The editorial writers go on to make a strong, conservative case for reducing expenses on incarceration, particularly incarceration for drug-possession offenses.
Seldom do Republicans clamor for more state spending, and more government bureaucracy, in opposition to Democrats. That’s exactly what’s happening in Colorado, however, as leading Republicans blast Democrat Gov. Bill Ritter for his proposal to save money by shrinking the prison population.
GOP gubernatorial candidate Josh Penry called the governor’s plan “Ill-conceived and reckless.” Colorado Attorney General John Suthers said the plan “will seriously compromise public safety.”
Colorado, like the rest of the country, has been on a foolish incarceration spending spree for years. Our state’s bloated prison bureaucracy has contributed to this country’s dubious distinction as having the largest prison population in the world — even larger than the prison population of China, which has more than four times the general population of the United States.

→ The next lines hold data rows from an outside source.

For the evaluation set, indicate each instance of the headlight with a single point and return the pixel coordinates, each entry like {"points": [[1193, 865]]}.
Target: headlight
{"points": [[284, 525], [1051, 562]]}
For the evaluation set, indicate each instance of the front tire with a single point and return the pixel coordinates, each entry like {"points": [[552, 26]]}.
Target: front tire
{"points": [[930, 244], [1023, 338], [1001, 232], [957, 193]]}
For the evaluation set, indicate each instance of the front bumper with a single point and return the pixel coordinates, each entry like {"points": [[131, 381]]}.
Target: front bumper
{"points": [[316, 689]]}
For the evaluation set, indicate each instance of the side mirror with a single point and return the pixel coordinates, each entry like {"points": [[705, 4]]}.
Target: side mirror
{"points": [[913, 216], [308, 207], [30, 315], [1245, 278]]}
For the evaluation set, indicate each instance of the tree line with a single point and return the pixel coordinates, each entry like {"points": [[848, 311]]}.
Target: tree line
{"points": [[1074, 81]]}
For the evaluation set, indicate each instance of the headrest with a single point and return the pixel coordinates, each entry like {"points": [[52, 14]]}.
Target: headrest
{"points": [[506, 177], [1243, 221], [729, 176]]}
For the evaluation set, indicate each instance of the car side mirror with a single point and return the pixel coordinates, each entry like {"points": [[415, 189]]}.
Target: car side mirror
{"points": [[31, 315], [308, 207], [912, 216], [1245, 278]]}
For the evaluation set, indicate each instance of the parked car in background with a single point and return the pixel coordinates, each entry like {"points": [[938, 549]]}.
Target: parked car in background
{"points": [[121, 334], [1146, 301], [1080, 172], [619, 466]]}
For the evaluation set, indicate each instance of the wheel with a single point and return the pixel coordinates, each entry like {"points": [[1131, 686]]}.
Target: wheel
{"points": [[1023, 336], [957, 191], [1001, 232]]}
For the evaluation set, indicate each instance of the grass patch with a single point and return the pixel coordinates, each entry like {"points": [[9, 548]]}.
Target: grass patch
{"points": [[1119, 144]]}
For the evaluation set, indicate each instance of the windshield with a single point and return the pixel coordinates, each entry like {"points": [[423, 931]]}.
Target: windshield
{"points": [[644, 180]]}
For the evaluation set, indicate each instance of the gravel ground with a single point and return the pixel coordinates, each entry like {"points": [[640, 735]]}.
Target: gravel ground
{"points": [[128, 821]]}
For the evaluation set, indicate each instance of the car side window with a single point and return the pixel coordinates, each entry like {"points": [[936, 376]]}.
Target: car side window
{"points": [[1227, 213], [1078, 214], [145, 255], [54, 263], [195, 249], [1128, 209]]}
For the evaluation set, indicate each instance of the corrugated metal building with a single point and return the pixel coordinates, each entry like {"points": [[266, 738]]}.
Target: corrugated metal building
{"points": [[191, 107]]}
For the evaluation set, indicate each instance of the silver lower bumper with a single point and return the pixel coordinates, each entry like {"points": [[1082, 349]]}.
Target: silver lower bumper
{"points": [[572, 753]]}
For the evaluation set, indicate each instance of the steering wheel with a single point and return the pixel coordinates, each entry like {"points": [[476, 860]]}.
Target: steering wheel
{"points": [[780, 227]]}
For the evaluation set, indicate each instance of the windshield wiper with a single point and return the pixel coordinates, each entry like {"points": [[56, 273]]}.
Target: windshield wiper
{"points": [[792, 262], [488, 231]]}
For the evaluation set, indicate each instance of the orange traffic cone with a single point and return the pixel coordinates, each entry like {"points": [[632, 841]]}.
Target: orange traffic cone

These arguments pretty much exclusively draw on conservative ideology for reform proposals, right down to the writers' view of prison inmates as "freedom robbing scum." And yet, their proposals for de-incarceration jibe closely with suggestions from sources more closely associated with the left. IMO that's because any rational analysis of the economics of incarceration unavoidably leads to many of the same conclusions, no matter what point of view you subscribe to.
Convicted felons are freedom-robbing scum who deserve no sympathy. Government should punish them and try to prevent them from causing more harm. The governor, the commission, and the police chiefs’ association aren’t trying to move our state in a soft-on-crime direction. Instead, they are trying to move Colorado in a direction that is realistic and fiscally responsible, given the condition of the economy. Prisoners are pure liability. They cost Coloradans 10 percent of their tax money and produce nothing of significant value. The less we spend on prisoners, the more we can spend on roads and bridges and higher education — assets that help facilitate the creation of wealth and therefore good jobs.

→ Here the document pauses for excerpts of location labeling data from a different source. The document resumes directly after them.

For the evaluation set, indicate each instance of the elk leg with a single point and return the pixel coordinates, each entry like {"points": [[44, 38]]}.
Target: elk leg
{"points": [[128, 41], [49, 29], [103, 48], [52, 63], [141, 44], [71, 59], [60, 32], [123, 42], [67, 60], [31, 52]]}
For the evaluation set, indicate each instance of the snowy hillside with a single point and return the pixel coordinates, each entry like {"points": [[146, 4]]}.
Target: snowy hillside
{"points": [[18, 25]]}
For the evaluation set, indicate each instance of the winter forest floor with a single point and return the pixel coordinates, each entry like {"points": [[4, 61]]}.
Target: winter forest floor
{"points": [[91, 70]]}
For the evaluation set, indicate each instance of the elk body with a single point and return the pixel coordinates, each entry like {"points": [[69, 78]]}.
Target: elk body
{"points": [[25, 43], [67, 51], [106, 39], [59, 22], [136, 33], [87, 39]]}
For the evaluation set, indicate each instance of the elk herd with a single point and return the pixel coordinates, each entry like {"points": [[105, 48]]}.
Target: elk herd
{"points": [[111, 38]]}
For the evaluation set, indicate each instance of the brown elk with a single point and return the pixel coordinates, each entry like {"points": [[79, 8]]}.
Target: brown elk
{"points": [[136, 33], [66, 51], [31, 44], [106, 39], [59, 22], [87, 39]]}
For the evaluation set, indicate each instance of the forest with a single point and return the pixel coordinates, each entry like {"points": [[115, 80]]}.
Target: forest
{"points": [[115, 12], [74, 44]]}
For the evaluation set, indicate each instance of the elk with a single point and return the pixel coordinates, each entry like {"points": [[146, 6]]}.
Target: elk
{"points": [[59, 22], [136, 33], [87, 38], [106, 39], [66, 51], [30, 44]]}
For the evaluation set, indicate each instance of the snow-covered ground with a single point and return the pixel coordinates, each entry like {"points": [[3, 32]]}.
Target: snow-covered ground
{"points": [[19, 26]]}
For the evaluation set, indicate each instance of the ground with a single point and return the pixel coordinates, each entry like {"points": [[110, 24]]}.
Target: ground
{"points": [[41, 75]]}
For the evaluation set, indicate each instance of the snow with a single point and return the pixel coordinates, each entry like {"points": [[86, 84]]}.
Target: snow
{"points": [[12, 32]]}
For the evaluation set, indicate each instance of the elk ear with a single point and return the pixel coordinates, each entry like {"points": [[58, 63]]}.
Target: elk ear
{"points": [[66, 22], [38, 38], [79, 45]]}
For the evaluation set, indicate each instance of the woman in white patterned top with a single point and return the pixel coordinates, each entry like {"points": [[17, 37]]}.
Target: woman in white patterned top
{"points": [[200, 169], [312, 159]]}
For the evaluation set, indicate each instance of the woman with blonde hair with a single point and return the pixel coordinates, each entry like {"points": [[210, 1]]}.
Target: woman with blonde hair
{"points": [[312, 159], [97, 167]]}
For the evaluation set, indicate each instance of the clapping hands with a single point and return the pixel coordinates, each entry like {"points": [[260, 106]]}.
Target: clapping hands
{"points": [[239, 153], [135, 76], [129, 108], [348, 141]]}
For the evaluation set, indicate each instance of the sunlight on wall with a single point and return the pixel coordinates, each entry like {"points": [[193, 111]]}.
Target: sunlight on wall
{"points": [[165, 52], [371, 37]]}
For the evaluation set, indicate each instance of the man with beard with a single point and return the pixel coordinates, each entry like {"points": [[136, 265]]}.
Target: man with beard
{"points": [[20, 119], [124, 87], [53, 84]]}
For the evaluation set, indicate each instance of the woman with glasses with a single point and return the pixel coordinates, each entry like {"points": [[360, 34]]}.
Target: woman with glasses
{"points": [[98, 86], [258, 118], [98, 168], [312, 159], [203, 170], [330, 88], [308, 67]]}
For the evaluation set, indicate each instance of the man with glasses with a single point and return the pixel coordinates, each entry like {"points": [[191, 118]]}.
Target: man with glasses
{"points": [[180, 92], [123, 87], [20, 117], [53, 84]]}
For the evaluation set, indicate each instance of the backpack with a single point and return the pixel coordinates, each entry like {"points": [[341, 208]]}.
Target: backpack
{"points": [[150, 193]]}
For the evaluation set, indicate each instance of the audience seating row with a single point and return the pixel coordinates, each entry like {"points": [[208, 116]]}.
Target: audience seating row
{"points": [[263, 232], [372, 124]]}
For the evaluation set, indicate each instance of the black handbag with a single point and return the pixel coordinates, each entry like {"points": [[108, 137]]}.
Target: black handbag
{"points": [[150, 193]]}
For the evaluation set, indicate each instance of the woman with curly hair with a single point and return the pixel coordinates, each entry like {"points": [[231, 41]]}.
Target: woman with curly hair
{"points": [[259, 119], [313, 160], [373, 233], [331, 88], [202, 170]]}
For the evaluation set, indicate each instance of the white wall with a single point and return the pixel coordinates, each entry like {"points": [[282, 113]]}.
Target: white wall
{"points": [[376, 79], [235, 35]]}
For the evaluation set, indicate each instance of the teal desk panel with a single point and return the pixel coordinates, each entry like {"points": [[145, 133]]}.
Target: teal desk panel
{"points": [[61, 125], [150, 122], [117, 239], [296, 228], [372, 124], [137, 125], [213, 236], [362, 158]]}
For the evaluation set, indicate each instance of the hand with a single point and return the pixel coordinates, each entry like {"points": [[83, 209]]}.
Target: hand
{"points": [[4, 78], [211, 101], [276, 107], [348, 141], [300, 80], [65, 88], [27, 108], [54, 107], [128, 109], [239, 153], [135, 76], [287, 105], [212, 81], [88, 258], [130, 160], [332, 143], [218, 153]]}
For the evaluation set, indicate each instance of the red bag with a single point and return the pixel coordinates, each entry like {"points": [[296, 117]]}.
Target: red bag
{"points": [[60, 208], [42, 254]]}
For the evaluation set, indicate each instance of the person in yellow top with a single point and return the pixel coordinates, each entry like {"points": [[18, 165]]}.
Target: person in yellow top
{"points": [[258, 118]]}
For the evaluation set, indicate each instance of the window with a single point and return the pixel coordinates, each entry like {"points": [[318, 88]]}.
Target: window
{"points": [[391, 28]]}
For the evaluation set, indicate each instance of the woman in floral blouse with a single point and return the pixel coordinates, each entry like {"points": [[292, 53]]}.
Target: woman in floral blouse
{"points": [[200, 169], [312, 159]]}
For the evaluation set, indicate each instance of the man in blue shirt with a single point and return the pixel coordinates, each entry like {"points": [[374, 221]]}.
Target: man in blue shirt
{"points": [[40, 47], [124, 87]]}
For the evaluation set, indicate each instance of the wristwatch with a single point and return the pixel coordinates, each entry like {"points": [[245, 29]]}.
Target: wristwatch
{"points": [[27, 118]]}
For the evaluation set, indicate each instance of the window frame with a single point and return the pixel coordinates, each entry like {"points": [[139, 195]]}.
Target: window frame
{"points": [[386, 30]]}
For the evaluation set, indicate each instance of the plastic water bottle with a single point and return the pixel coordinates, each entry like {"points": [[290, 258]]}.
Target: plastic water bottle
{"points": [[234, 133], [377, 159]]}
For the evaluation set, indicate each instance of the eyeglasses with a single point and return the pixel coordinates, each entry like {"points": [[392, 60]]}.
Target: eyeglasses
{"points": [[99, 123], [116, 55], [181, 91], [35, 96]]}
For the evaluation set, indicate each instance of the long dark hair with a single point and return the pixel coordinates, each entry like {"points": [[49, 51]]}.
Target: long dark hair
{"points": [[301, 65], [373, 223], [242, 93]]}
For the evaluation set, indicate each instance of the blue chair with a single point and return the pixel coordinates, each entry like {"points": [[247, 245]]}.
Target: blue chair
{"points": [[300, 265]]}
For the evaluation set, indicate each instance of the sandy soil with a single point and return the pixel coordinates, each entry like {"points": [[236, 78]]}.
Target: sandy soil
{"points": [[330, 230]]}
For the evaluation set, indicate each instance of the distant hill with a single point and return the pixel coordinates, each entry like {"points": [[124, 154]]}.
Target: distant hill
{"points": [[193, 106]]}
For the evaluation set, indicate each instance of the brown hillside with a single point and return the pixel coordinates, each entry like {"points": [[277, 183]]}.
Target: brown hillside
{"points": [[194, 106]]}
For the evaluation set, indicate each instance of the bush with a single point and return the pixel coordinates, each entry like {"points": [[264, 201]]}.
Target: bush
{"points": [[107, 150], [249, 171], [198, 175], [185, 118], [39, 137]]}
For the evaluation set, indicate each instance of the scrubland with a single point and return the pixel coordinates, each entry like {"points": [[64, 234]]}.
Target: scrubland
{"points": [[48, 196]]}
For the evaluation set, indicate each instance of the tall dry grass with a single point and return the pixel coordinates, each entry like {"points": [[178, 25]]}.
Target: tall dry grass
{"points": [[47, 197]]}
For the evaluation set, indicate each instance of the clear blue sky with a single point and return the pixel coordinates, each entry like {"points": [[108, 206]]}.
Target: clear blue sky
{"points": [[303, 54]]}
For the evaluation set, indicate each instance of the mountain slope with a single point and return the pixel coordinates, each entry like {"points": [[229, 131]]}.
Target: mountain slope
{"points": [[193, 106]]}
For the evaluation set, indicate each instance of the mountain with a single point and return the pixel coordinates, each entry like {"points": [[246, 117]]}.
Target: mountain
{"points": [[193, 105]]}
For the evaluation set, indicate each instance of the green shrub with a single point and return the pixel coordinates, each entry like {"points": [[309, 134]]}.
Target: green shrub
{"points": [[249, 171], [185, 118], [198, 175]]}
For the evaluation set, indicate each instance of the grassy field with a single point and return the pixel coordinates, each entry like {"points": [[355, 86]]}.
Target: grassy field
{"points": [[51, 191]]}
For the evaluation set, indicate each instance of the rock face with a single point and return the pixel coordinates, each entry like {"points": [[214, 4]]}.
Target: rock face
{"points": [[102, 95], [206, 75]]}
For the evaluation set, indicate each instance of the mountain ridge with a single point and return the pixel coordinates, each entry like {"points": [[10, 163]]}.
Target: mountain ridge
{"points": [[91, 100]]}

In the past 15 years, tough-on-crime politics have led to runaway spending on corrections. Just 15 years ago, Colorado prisons housed roughly 9,600 convicts. Today, the population is closing in on 25,000. While the prison population has more than doubled, the state’s general population has grown by only a third. As we spend 10 percent of the state’s budget on prisons, we spent only 4 percent in 1995. All this in an era that has been marked by dropping crime rates, a phenomenon related directly to an increase in the average age of the population.
Going forward, state leaders should consider all possibilities for minimizing Colorado’s prison population without endangering the public. Drug enforcement should be a low priority, in order to keep nonviolent dealers, smugglers and other habitual drug offenders from becoming expensive wards of the state. The Legislature should legalize marijuana. State leaders should familiarize themselves with all new and emerging GPS tracking gadgetry, which gives law enforcement officials the opportunity to know the exact location of convicts at all times. The state should reserve prison space for the long-term incarceration of the most violent offenders. ...
Never should our state become the least bit soft on crime. Never should state politicians busy themselves with compassion for criminals. But the days of spare-no-expense, lock-’em –up-and-throw-away-the-key politics are over. It’s an indulgence we can no longer afford.
Texas' example has shown there's a lot of room for finding common ground between conservatives and liberals on criminal justice reform. But political actors must be able to set aside partisanship to focus on public safety and the wisest stewardship of taxpayers' money.